Under the NAMES RULE, the SEC will require that the names of funds reflect 80% of the fund portfolios to avoid drifting and playing games by funds. If a fund doesn't satisfy this requirement, it will have 30 days to correct this.
This rule sort of exists now for very broad things such as "equity", "bonds" in funds' names, but the new rules will also apply to more specific things like "growth", "value", "dividend", "small/mid/large-caps", "foreign", "global", "investment-grade", "high yield", etc in the fund names.
I don't know what will happen to M* Fund Category Definitions (2023) or similar published by others.
Critics say that many funds may move to more generic names or the rule may limit fund managers' flexibility.
SEC
Press Release Names Rule
https://www.sec.gov/news/press-release/2023-188Fact Sheet
https://www.sec.gov/files/33-11238-fact-sheet.pdfFinal Rule (283 pages)
https://www.sec.gov/files/rules/final/2023/33-11238.pdfM* Fund Categories
https://pdfhost.io/v/K3mzSxMmx_MStar_Categories_Funds_April2023_091423
Comments
To the extent that this rule change has any effect, I would tend to agree with the critics on the former (move toward generic names). But upon cursory examination (I haven't looked at the full rule yet), it doesn't look like the rule has teeth.
The PR says that "The [new rule] will include enhanced prospectus disclosure requirements for terminology used in fund names, including a requirement that any terms used in the fund’s name that suggest an investment focus must be consistent with those terms’ plain English meaning or established industry use."

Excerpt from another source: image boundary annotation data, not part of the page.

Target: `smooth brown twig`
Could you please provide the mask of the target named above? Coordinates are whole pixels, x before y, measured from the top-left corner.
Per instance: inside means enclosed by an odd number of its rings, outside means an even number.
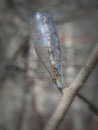
[[[76,76],[74,81],[67,87],[61,90],[62,98],[55,110],[54,114],[50,118],[44,130],[56,130],[63,117],[67,113],[72,101],[74,100],[76,94],[83,87],[88,76],[94,69],[98,61],[98,44],[89,56],[86,64],[83,66],[79,74]]]

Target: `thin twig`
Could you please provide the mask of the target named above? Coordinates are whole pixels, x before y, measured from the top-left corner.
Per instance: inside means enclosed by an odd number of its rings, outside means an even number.
[[[84,85],[88,76],[94,69],[98,61],[98,44],[88,58],[86,64],[83,66],[79,74],[76,76],[75,80],[69,85],[69,87],[61,90],[63,96],[61,101],[52,115],[51,119],[47,123],[44,130],[56,130],[63,117],[67,113],[72,101],[74,100],[76,94],[80,88]]]
[[[98,107],[96,107],[92,102],[90,102],[88,99],[86,99],[83,95],[80,93],[77,93],[77,96],[82,99],[87,105],[88,108],[96,115],[98,115]]]

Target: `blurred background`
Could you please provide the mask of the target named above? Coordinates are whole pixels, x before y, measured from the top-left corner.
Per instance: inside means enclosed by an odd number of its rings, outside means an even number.
[[[98,44],[97,0],[0,0],[0,130],[43,129],[61,98],[29,40],[40,9],[54,17],[67,85]],[[98,64],[80,93],[98,108]],[[76,97],[58,130],[98,130],[98,113]]]

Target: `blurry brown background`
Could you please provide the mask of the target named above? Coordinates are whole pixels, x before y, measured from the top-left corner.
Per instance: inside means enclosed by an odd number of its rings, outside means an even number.
[[[0,0],[0,130],[41,130],[61,98],[29,40],[40,9],[53,14],[66,84],[98,44],[97,0]],[[98,64],[81,93],[98,107]],[[98,130],[98,117],[76,97],[58,130]]]

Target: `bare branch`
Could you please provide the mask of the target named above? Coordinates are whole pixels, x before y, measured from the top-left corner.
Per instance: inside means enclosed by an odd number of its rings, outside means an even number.
[[[98,44],[91,53],[86,64],[83,66],[83,68],[75,78],[75,80],[69,85],[69,87],[61,90],[63,94],[62,99],[44,130],[56,130],[56,128],[62,121],[63,117],[67,113],[79,89],[84,85],[88,76],[94,69],[97,61],[98,61]]]
[[[98,107],[96,107],[92,102],[90,102],[88,99],[86,99],[84,96],[82,96],[80,93],[77,93],[77,96],[82,99],[87,105],[88,108],[98,116]]]

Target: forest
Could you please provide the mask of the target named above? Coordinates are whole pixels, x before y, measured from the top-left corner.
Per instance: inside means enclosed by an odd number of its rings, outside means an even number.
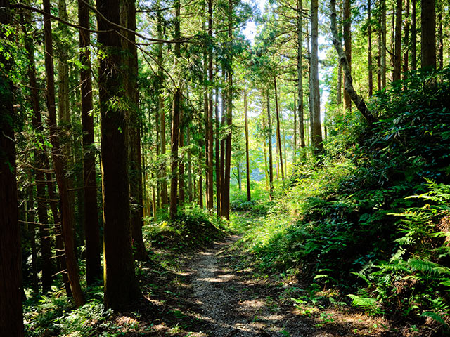
[[[450,336],[448,0],[0,0],[0,337]]]

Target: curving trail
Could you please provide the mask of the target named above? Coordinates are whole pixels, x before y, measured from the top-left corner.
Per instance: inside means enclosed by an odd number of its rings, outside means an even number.
[[[226,249],[239,237],[231,236],[198,253],[190,266],[193,300],[200,307],[197,318],[209,322],[211,337],[302,336],[290,312],[281,310],[270,284],[257,282],[251,270],[226,266]],[[284,311],[284,313],[283,313]],[[326,336],[326,335],[323,335]]]

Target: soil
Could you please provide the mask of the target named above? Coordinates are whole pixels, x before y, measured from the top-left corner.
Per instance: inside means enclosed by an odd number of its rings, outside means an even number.
[[[193,255],[174,254],[170,265],[142,267],[144,303],[115,319],[120,336],[191,337],[413,336],[415,326],[370,316],[345,305],[339,294],[295,303],[304,291],[295,283],[256,277],[240,270],[242,252],[229,236]],[[164,260],[167,260],[167,255]],[[327,301],[332,296],[338,304]],[[342,300],[342,301],[341,301]],[[136,313],[137,312],[137,313]],[[428,335],[428,334],[427,334]]]

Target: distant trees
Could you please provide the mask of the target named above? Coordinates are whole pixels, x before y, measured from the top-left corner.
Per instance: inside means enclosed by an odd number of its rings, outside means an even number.
[[[364,101],[374,91],[373,73],[382,89],[387,78],[449,59],[448,13],[434,1],[345,0],[337,11],[330,0],[335,51],[320,46],[326,29],[317,0],[268,7],[255,44],[239,31],[250,11],[238,0],[138,8],[131,0],[44,0],[43,9],[19,2],[0,6],[0,164],[7,187],[0,207],[11,234],[1,237],[0,251],[2,261],[13,261],[2,267],[20,282],[22,224],[26,286],[46,292],[60,274],[76,305],[84,301],[79,260],[86,259],[88,285],[103,277],[101,240],[105,303],[120,309],[141,296],[134,262],[147,258],[149,223],[174,220],[194,204],[229,218],[232,173],[238,166],[240,182],[244,167],[243,145],[236,145],[244,139],[248,199],[257,166],[276,197],[292,167],[320,154],[323,136],[354,125],[347,123],[358,118],[351,100],[368,124],[377,121]],[[367,8],[367,20],[352,17],[352,6]],[[23,52],[5,53],[13,47]],[[321,48],[326,58],[319,60]],[[14,134],[16,126],[23,130]]]
[[[0,1],[0,23],[10,25],[8,0]],[[0,38],[11,39],[2,29]],[[22,316],[22,256],[18,222],[14,136],[13,83],[6,77],[13,67],[11,55],[0,53],[0,331],[5,336],[24,336]]]
[[[105,306],[121,309],[141,295],[134,275],[130,228],[127,132],[123,98],[122,45],[115,32],[120,1],[97,0],[98,42],[105,57],[98,70],[103,187]]]

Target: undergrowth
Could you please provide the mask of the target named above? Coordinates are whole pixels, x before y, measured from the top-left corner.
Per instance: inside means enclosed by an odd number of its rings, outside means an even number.
[[[380,121],[372,127],[336,119],[324,152],[298,161],[238,244],[262,274],[337,287],[368,313],[431,322],[442,334],[450,320],[450,70],[410,75],[373,97]]]

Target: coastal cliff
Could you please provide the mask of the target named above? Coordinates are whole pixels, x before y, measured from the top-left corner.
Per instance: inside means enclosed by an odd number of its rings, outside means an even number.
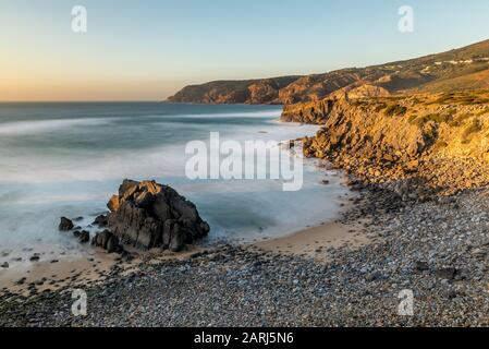
[[[401,196],[426,198],[489,184],[485,91],[376,98],[345,93],[285,107],[282,120],[323,124],[304,140],[306,156],[329,159]]]

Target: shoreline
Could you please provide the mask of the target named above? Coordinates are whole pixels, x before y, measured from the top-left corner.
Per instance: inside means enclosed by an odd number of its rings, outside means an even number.
[[[0,324],[487,326],[489,277],[481,261],[489,243],[480,222],[488,212],[489,189],[424,203],[364,189],[337,222],[277,239],[268,251],[219,245],[180,260],[143,260],[127,273],[115,265],[108,280],[84,288],[93,309],[85,317],[71,315],[70,289],[0,296]],[[339,243],[321,252],[323,261],[273,251],[306,233],[331,239],[335,228],[358,221],[369,244]],[[345,230],[338,232],[337,242]],[[398,314],[406,289],[415,294],[415,316]]]

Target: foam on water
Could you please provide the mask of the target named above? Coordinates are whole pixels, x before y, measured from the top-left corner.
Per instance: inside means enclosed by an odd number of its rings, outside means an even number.
[[[279,107],[264,106],[0,105],[2,249],[73,249],[57,231],[59,217],[84,216],[89,224],[125,178],[174,186],[197,204],[210,239],[276,237],[332,218],[345,190],[337,173],[330,185],[320,184],[325,174],[314,161],[306,161],[303,190],[292,193],[277,180],[185,177],[186,143],[206,142],[209,132],[222,141],[280,142],[318,129],[279,123]]]

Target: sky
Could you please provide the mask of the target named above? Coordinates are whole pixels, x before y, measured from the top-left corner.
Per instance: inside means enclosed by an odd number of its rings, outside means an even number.
[[[72,31],[75,5],[86,33]],[[161,100],[366,67],[488,39],[488,16],[487,0],[0,0],[0,100]]]

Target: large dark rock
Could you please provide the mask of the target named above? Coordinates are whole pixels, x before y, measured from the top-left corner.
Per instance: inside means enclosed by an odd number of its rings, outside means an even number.
[[[142,249],[178,252],[210,230],[193,203],[155,181],[124,180],[108,207],[109,230],[122,242]]]
[[[73,221],[66,217],[61,217],[60,225],[58,227],[60,231],[70,231],[74,228]]]

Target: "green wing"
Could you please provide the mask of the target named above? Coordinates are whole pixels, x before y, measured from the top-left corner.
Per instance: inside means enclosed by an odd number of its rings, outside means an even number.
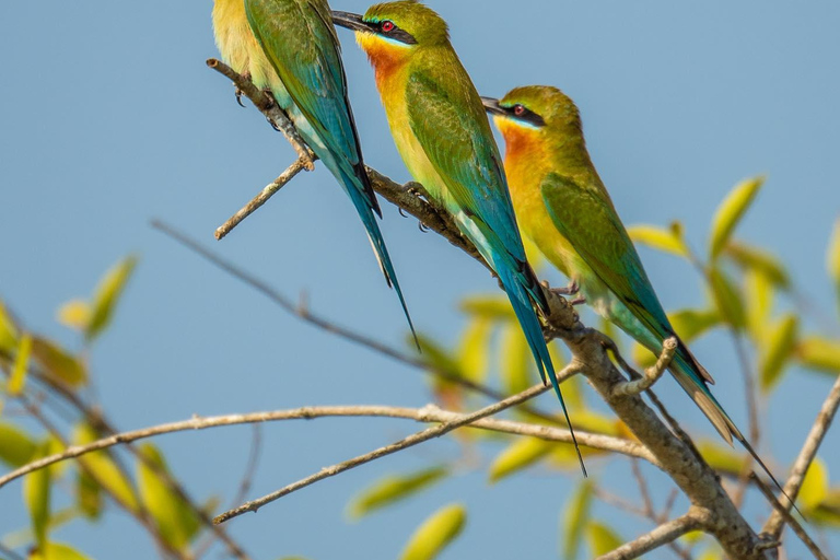
[[[670,336],[668,317],[608,196],[556,173],[540,188],[555,226],[600,281],[651,331]]]

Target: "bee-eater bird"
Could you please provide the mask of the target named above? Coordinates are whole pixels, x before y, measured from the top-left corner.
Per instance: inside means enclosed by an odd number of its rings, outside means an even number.
[[[271,92],[301,138],[352,200],[417,341],[374,215],[382,218],[382,210],[364,170],[340,46],[326,0],[215,0],[213,30],[224,62],[249,77],[257,88]]]
[[[525,258],[499,149],[446,23],[411,0],[373,5],[363,16],[332,12],[332,19],[355,32],[406,166],[498,275],[537,369],[544,382],[546,374],[551,380],[562,404],[534,311],[536,305],[548,313],[546,294]]]
[[[676,337],[674,377],[721,435],[731,445],[737,439],[770,475],[709,390],[711,375],[674,332],[590,159],[572,100],[557,88],[530,85],[482,102],[506,143],[504,166],[524,234],[599,315],[642,346],[658,355],[665,339]]]

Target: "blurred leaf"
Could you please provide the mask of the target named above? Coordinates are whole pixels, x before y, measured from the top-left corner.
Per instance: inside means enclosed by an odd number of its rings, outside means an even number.
[[[460,302],[460,311],[490,320],[516,323],[511,302],[504,295],[471,295]]]
[[[833,375],[840,373],[840,342],[807,337],[796,348],[796,355],[805,368]]]
[[[782,371],[796,348],[800,320],[793,314],[786,314],[769,329],[766,341],[761,345],[759,358],[759,378],[761,388],[769,392],[781,378]]]
[[[716,441],[701,441],[700,445],[698,445],[698,451],[700,451],[700,455],[703,456],[709,466],[715,470],[740,472],[744,466],[744,456],[742,454]]]
[[[140,451],[163,472],[170,472],[163,454],[154,445],[147,443]],[[138,462],[137,469],[140,499],[154,518],[161,535],[173,548],[185,550],[198,532],[198,517],[144,462]]]
[[[90,558],[69,545],[48,542],[42,547],[42,550],[36,550],[30,555],[28,560],[90,560]]]
[[[502,384],[509,395],[530,387],[530,349],[520,325],[505,326],[502,331]]]
[[[12,468],[30,463],[37,451],[34,441],[20,428],[0,422],[0,460]]]
[[[586,540],[592,557],[606,555],[625,544],[615,530],[596,521],[586,524]]]
[[[763,183],[765,177],[755,177],[739,183],[718,207],[709,240],[710,260],[714,261],[726,247],[732,232],[756,198]]]
[[[765,275],[747,270],[744,273],[744,293],[749,334],[754,341],[760,343],[767,337],[767,326],[773,308],[774,288]]]
[[[446,548],[464,529],[467,511],[460,504],[438,510],[411,535],[399,556],[400,560],[431,560]]]
[[[537,438],[517,438],[490,465],[490,482],[523,470],[551,452],[556,444]]]
[[[100,281],[91,302],[91,319],[85,332],[88,340],[95,339],[110,323],[119,296],[122,294],[128,279],[131,278],[136,265],[137,257],[130,255],[117,262]]]
[[[469,322],[460,338],[460,370],[474,383],[483,383],[490,364],[492,322],[476,317]]]
[[[637,244],[648,245],[663,253],[670,253],[679,257],[688,255],[686,245],[673,230],[664,230],[655,225],[631,225],[627,229],[630,238]]]
[[[33,338],[32,354],[47,374],[68,385],[78,387],[88,383],[88,370],[81,359],[57,343],[36,336]]]
[[[26,383],[26,372],[30,368],[30,355],[32,354],[32,335],[24,332],[21,337],[21,343],[18,345],[18,354],[14,357],[14,366],[12,375],[9,377],[7,390],[10,395],[20,395]]]
[[[75,430],[73,430],[72,441],[75,445],[86,445],[89,443],[95,442],[98,439],[100,434],[97,434],[96,431],[86,423],[79,424],[77,425]],[[137,491],[135,490],[133,485],[130,480],[122,476],[122,472],[119,470],[117,465],[108,456],[107,451],[95,451],[93,453],[82,455],[79,457],[79,463],[90,471],[91,476],[94,477],[91,480],[84,481],[82,478],[84,478],[85,474],[82,472],[80,475],[79,487],[77,488],[77,491],[79,492],[77,493],[77,499],[79,500],[80,504],[83,500],[90,501],[91,505],[94,503],[96,498],[93,493],[93,485],[96,485],[96,481],[98,481],[127,509],[131,511],[137,511],[139,509]],[[89,482],[92,483],[90,487],[86,486]],[[82,491],[86,493],[81,493]],[[91,510],[83,509],[83,511],[90,515],[93,512],[93,508]]]
[[[49,455],[49,442],[38,445],[33,459],[39,459]],[[32,533],[35,542],[43,548],[47,542],[47,527],[49,524],[49,494],[52,481],[48,468],[42,468],[26,475],[23,479],[23,499],[30,510],[32,520]]]
[[[84,300],[71,300],[58,310],[58,322],[84,332],[91,324],[91,306]]]
[[[358,520],[369,513],[410,498],[442,480],[450,474],[446,467],[432,467],[410,475],[386,476],[355,495],[348,505],[348,515]]]
[[[828,495],[828,468],[819,457],[816,457],[805,472],[805,480],[800,489],[797,503],[803,513],[817,509]]]
[[[565,560],[574,560],[581,547],[583,528],[590,522],[590,506],[593,494],[592,478],[584,479],[578,485],[574,493],[569,499],[563,513],[563,544],[561,557]]]
[[[791,287],[791,277],[784,265],[771,253],[739,241],[733,241],[726,247],[725,255],[745,271],[752,270],[766,277],[773,285],[781,289]]]
[[[3,302],[0,301],[0,351],[13,354],[18,348],[19,329],[14,319],[5,311]]]
[[[737,287],[726,276],[723,270],[712,267],[709,270],[709,282],[712,289],[712,299],[724,317],[735,329],[743,329],[746,326],[747,317],[744,310],[744,300]]]

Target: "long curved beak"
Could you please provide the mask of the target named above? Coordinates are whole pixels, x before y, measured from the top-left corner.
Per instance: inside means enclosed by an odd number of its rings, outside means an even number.
[[[332,23],[351,31],[372,31],[358,13],[332,10]]]
[[[491,115],[506,115],[508,113],[499,105],[499,100],[495,97],[481,96],[481,103],[485,104],[485,110]]]

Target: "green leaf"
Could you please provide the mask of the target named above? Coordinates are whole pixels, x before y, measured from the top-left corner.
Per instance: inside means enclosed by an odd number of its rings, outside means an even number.
[[[88,324],[85,338],[95,339],[110,323],[119,296],[126,288],[128,279],[137,265],[137,257],[130,255],[117,262],[100,281],[91,302],[91,319]]]
[[[765,249],[733,241],[726,246],[725,255],[742,269],[752,270],[765,276],[773,285],[786,290],[791,287],[791,277],[784,265],[774,255]]]
[[[747,324],[747,316],[744,310],[744,300],[737,287],[718,267],[712,267],[709,270],[709,282],[712,289],[712,299],[718,305],[721,316],[734,329],[743,329]]]
[[[688,255],[686,244],[674,233],[674,230],[664,230],[655,225],[631,225],[627,229],[627,233],[635,244],[648,245],[679,257]]]
[[[42,550],[34,551],[28,560],[90,560],[70,545],[60,542],[48,542]]]
[[[400,560],[431,560],[438,557],[464,529],[467,511],[460,504],[438,510],[411,535]]]
[[[26,432],[16,425],[0,422],[0,460],[12,468],[22,467],[33,460],[37,447]]]
[[[586,524],[586,541],[593,558],[606,555],[625,544],[615,530],[596,521]]]
[[[49,442],[38,445],[33,459],[39,459],[49,455]],[[49,494],[52,486],[50,470],[42,468],[26,475],[23,479],[23,499],[30,510],[32,532],[35,542],[43,548],[47,542],[47,527],[49,526]]]
[[[472,295],[460,302],[460,311],[468,315],[497,322],[516,323],[511,302],[504,295]]]
[[[88,383],[88,368],[84,365],[84,362],[51,340],[39,336],[34,337],[32,340],[32,354],[47,374],[57,377],[71,387],[78,387]]]
[[[738,224],[749,205],[756,198],[765,177],[755,177],[735,186],[726,196],[712,221],[712,233],[709,241],[709,258],[714,261],[726,247],[732,232]]]
[[[79,424],[73,430],[72,441],[75,445],[86,445],[98,439],[100,434],[86,423]],[[92,479],[83,480],[86,474],[80,474],[79,486],[77,487],[77,500],[80,505],[90,506],[90,509],[82,508],[86,514],[91,515],[95,512],[94,505],[96,504],[97,492],[94,493],[93,490],[94,487],[98,487],[97,481],[128,510],[137,511],[139,509],[137,491],[133,485],[122,476],[122,472],[116,463],[112,460],[107,451],[101,450],[82,455],[79,457],[79,463],[93,477]]]
[[[140,447],[149,462],[168,474],[163,454],[152,444]],[[173,548],[185,550],[199,528],[195,512],[184,503],[144,462],[138,462],[140,499],[154,518],[163,538]]]
[[[502,331],[502,384],[509,395],[530,387],[530,349],[520,325],[505,326]]]
[[[446,467],[439,466],[410,475],[386,476],[352,499],[348,505],[348,515],[358,520],[387,505],[406,500],[439,482],[448,474],[450,470]]]
[[[30,355],[32,354],[32,335],[24,332],[21,337],[21,343],[18,345],[18,355],[14,358],[12,375],[9,377],[7,390],[10,395],[20,395],[26,384],[26,372],[30,368]]]
[[[765,392],[769,392],[781,378],[784,366],[796,348],[798,331],[800,320],[790,313],[769,329],[760,347],[761,354],[758,363],[761,388]]]
[[[490,465],[490,482],[509,477],[523,470],[551,452],[552,442],[537,438],[518,438],[499,454]]]
[[[574,560],[581,548],[583,529],[590,522],[590,508],[592,505],[593,480],[583,480],[575,489],[563,513],[563,544],[561,557],[565,560]]]
[[[807,514],[819,506],[828,495],[828,468],[819,457],[816,457],[805,472],[805,480],[800,489],[797,503],[802,512]]]
[[[796,355],[805,368],[832,375],[840,373],[840,342],[821,337],[807,337],[796,348]]]

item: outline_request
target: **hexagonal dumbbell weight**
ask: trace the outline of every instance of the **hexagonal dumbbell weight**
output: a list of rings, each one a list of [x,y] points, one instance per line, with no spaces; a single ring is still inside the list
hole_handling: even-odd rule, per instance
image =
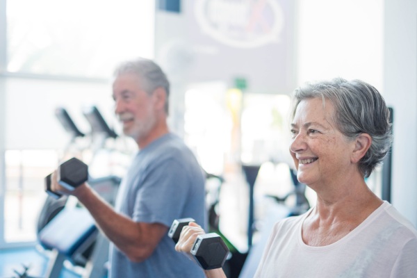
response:
[[[193,218],[174,220],[168,236],[175,243],[178,243],[183,227],[190,222],[195,221]],[[229,254],[229,248],[220,236],[215,233],[209,233],[197,236],[193,245],[191,254],[200,266],[208,270],[223,266]]]
[[[51,175],[52,174],[49,174],[45,177],[45,191],[50,196],[58,199],[61,195],[51,189]],[[59,184],[73,190],[88,179],[88,166],[79,159],[72,158],[59,165],[57,178]]]

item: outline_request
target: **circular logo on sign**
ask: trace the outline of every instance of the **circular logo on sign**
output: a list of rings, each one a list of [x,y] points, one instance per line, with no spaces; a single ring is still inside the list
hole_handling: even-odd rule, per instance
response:
[[[197,0],[195,14],[204,32],[235,47],[277,42],[284,25],[275,0]]]

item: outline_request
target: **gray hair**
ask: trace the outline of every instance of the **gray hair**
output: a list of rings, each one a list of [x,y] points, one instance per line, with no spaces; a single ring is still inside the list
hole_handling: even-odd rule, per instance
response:
[[[360,80],[336,78],[307,83],[293,92],[293,119],[298,104],[311,98],[321,98],[323,106],[326,99],[332,101],[334,106],[333,120],[348,140],[354,140],[361,133],[370,136],[370,147],[359,163],[363,177],[368,177],[392,143],[390,112],[382,96],[373,86]]]
[[[165,111],[168,114],[170,82],[159,65],[152,60],[138,58],[121,63],[116,67],[113,76],[116,78],[124,74],[136,74],[140,79],[142,88],[149,95],[158,87],[163,88],[167,94]]]

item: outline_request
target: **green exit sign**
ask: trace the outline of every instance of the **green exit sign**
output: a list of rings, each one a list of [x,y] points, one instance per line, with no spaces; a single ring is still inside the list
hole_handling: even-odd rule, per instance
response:
[[[234,80],[235,87],[240,90],[245,90],[247,88],[247,82],[244,78],[236,78]]]

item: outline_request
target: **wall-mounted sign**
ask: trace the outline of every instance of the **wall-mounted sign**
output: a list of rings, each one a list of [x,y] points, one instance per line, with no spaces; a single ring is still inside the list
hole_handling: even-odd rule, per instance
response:
[[[251,48],[283,38],[284,13],[276,0],[197,0],[203,32],[234,47]]]

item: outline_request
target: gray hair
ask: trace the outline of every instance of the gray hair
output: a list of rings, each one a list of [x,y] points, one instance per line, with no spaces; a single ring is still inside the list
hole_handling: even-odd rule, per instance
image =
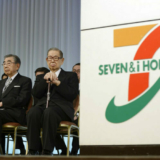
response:
[[[47,55],[48,55],[48,52],[49,52],[49,51],[58,51],[59,54],[60,54],[60,57],[63,58],[63,52],[62,52],[60,49],[58,49],[58,48],[50,48],[50,49],[47,51]]]
[[[14,59],[14,62],[17,64],[20,64],[21,65],[21,60],[20,60],[20,58],[18,57],[18,56],[16,56],[15,54],[8,54],[8,55],[6,55],[6,56],[4,56],[4,59],[5,58],[8,58],[8,57],[13,57],[13,59]]]

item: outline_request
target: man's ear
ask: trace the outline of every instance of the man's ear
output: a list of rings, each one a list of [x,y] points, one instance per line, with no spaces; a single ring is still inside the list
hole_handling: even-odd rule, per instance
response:
[[[63,62],[64,62],[64,58],[62,58],[62,64],[63,64]]]

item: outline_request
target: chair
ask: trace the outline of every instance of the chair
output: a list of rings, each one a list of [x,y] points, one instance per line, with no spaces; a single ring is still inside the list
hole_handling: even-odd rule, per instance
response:
[[[79,112],[79,95],[75,98],[73,101],[73,108],[75,110],[74,115],[76,115]],[[58,133],[60,133],[63,137],[68,137],[67,141],[67,156],[69,156],[69,148],[70,148],[70,137],[79,137],[79,116],[78,116],[78,126],[73,122],[68,121],[62,121],[60,123],[60,126],[57,130]],[[78,132],[78,136],[75,134]]]
[[[30,108],[32,107],[32,101],[33,98],[31,96],[29,104],[28,104],[28,108],[26,111],[27,112],[30,110]],[[22,126],[19,123],[16,122],[8,122],[3,124],[3,133],[7,133],[8,134],[8,138],[7,138],[7,154],[8,154],[8,148],[9,148],[9,136],[11,133],[14,133],[14,140],[13,140],[13,152],[12,155],[15,155],[15,148],[16,148],[16,137],[17,136],[21,136],[21,137],[26,137],[26,133],[27,133],[27,126]],[[18,134],[17,134],[18,133]],[[26,154],[28,153],[28,142],[26,144]]]

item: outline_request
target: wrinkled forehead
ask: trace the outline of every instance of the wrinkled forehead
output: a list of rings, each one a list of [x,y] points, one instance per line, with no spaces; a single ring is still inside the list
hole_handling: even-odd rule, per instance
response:
[[[48,56],[52,56],[52,57],[58,56],[58,57],[60,57],[60,53],[59,53],[59,51],[51,50],[51,51],[48,52]]]
[[[74,66],[73,69],[76,69],[76,70],[77,70],[77,69],[80,69],[80,65]]]
[[[14,62],[13,57],[6,57],[3,62]]]

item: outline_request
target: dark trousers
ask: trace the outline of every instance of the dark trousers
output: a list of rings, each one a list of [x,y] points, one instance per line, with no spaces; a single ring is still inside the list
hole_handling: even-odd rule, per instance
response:
[[[53,151],[57,128],[61,121],[70,121],[66,113],[57,105],[48,108],[35,106],[27,113],[27,139],[29,150],[39,150],[40,129],[43,129],[43,150]]]
[[[25,117],[25,115],[24,115]],[[2,134],[2,125],[7,122],[18,122],[17,117],[12,114],[10,109],[0,110],[0,144],[2,145],[3,153],[5,153],[5,135]],[[19,123],[19,122],[18,122]],[[21,137],[17,137],[18,144],[16,147],[18,149],[24,148],[23,141]]]
[[[78,125],[78,119],[76,119],[76,120],[73,121],[73,122]],[[78,135],[77,132],[74,133],[74,134],[75,134],[75,135]],[[67,151],[67,147],[66,147],[66,145],[65,145],[65,143],[64,143],[64,140],[63,140],[63,138],[61,137],[60,134],[57,134],[57,135],[56,135],[56,149],[57,149],[57,150],[58,150],[58,149],[61,149],[62,152],[66,152],[66,151]],[[72,151],[71,151],[71,153],[77,154],[78,150],[79,150],[79,138],[73,137],[73,141],[72,141]]]

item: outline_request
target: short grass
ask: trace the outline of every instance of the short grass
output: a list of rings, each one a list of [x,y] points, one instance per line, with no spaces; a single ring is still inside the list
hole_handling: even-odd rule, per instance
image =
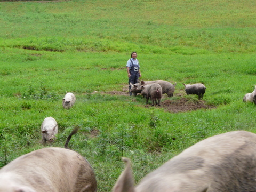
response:
[[[90,162],[98,191],[111,191],[131,158],[136,183],[210,136],[256,133],[253,1],[70,1],[0,2],[0,166],[44,147],[40,125],[51,116],[62,147]],[[141,79],[206,86],[214,109],[170,113],[145,99],[111,95],[128,86],[125,65],[136,51]],[[96,92],[94,91],[97,91]],[[62,98],[77,101],[64,109]],[[191,96],[195,98],[196,96]],[[47,146],[46,147],[49,147]]]

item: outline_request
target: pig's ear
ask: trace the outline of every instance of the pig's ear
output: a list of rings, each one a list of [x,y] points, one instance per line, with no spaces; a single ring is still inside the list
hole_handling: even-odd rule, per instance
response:
[[[58,125],[55,125],[55,126],[53,127],[53,131],[55,131],[57,126],[58,126]]]
[[[135,192],[131,161],[126,157],[122,157],[122,160],[125,163],[126,166],[124,171],[119,176],[116,184],[112,189],[112,192]]]
[[[203,188],[203,189],[198,190],[197,191],[198,192],[207,192],[208,191],[208,189],[209,188],[209,187],[210,187],[209,186],[205,187],[204,188]]]

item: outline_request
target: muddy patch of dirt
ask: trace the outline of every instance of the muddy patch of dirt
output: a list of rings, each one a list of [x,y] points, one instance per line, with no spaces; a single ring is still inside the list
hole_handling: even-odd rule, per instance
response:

Consider Bill Miller's Legg Mason Value Trust. For much of its existence, it was classified as a growth fund, e.g. Fortune, Jan 27,2006.
Bill Miller argued that he was a value investor, and the Legg Mason prospectus described this: Prospectus, July 2006
More succinctly, from The Street (2001): Miller was a relative value investor, though with a distinctive way of valuing companies. As such, and especially with the detailed definition of intrinsic value in the prospectus, I suspect that his fund would have passed the new SEC rule. IOW, a pretty toothless rule.
Will PRWCX have to change its name? “Capital Appreciation” sounds a bit broad. You could load up on old comic books with a name like that.
HSGFX = “Capital Depreciation” ?
https://www.ici.org/news-release/23-news-names-rule-vote-statement
It all started out with the SEC looking to eliminate abuses of the ESG designations and the fund industry supported this. But then, the SEC proceeded on a grander scale of looking at all funds that were using fund "styles" quite loosely. Irony was that at the end, the SEC pulled out all the ESG related stuff out into another ESG focused rule, and the fund industry got stuck with this Names Rule.
Be careful with what you wish - you may get that or something entirely different!